Shadow Work, Generational Chains, Awareness, and Forgiveness

I want to preface this article by saying, the content I lay out below is simply what I’ve done in my experience and this shouldn’t take the place of seeking out a licensed professional. These practices may not apply for different levels of trauma that have been experienced. This is not psychiatric advice, but just a way I’ve handled my shadow work and come to a place of love and acceptance of myself. It’s how I’ve learned to forgive and how I’ve found a new understanding for the attributes that make me who I am.

You are a combination of attributes that were handed down to you from your parents. They are a product of their parents, and their parents’ parents, and so on. These traits are deeply engrained in us on so many different levels. Understanding these attributes and recognizing why you are the way you are is the first step I took on my journey into shadow work. The easiest way to go about this is to think about the characteristics of your parents, the good and the bad, and find them within yourself.

The difficulty in this exercise is finding the root cause of the negative attributes. They are often buried deep within the subconscious or the proverbial shadow. You may know that certain things trigger you, certain attributes in others will cause you to cast judgement, or certain things your parents will do or say will incite immediate rage and anger. This is the place your energy should be focused. A lot of times this is the cause of familial discourse. The simplicity in blaming our parents for hurting us is the easy way out. When these trauma centers are left unchecked and unacknowledged, they’re almost guaranteed to be repeated and handed down to our own children.

The healing happens when you understand the root causes of these issues. Understanding your parents, understanding their upbringing and understanding the generational chains that have shaped the person you are creates the necessary space for acceptance and forgiveness. Doing shadow work on yourself is a practice of healing, but that’s not to say that part of you is broken.

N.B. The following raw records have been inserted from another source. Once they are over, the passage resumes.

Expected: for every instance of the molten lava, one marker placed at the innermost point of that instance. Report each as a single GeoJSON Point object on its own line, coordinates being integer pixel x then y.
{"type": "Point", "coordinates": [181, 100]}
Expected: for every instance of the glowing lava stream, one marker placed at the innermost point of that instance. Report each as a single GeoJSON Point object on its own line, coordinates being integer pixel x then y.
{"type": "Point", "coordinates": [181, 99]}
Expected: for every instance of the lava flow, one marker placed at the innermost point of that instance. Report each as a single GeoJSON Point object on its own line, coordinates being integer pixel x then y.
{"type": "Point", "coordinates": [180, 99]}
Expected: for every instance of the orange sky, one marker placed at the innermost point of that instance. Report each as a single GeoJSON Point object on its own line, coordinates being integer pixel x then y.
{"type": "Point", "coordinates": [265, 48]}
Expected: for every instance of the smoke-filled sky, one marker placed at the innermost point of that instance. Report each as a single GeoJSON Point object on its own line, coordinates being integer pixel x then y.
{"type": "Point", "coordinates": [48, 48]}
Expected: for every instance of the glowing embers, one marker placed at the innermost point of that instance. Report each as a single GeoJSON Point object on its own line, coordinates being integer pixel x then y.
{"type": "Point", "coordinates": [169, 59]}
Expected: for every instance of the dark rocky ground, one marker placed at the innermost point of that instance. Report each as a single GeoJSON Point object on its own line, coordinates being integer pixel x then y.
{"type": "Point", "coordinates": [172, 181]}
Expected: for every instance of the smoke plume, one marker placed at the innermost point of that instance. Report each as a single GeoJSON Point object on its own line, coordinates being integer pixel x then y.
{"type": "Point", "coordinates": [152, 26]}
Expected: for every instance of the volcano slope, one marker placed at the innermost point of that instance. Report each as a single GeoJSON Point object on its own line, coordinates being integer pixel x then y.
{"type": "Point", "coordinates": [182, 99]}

It’s just unseen, hidden deep away as a defense mechanism. You’re protecting yourself from the negative attributes that were passed on to you and you don’t want anyone else to recognize these attributes in you.

The Hawaiian tradition of HO’OPONOPONO is a mantra or prayer of forgiveness that works perfectly in this scenario. The mantra is four sentences and can be said in any order, “I’m sorry. I forgive you. I love you. I thank you.” It’s essence is finding the pain and shortcomings of others (in this instance your parents) within yourself. When you apologize, forgive, love and thank yourself for these attributes and trauma responses, it gives you the space to then spread that loving forgiveness to your parents as well. They aren’t perfect humans and they’re doing their best as they were taught by their parents. But in recognizing that, and in forgiving them for being perfectly imperfect humans, we can heal ourselves and the relationships we have with our family members.

Recognition and awareness is the first step. The second step is to gain a deep understanding of why the conditioned behavior exists. The third step is to accept and forgive yourself and your parents. The fourth step is to figure out ways to break those chains and take actions to dispel these learned behavioral patterns.

Thank you for reading and I wish you the best in the process of undertaking your own shadow work and breaking your generational chains. The faster you figure these things out, the faster you can get to a place of wholeness and become the best version of yourself.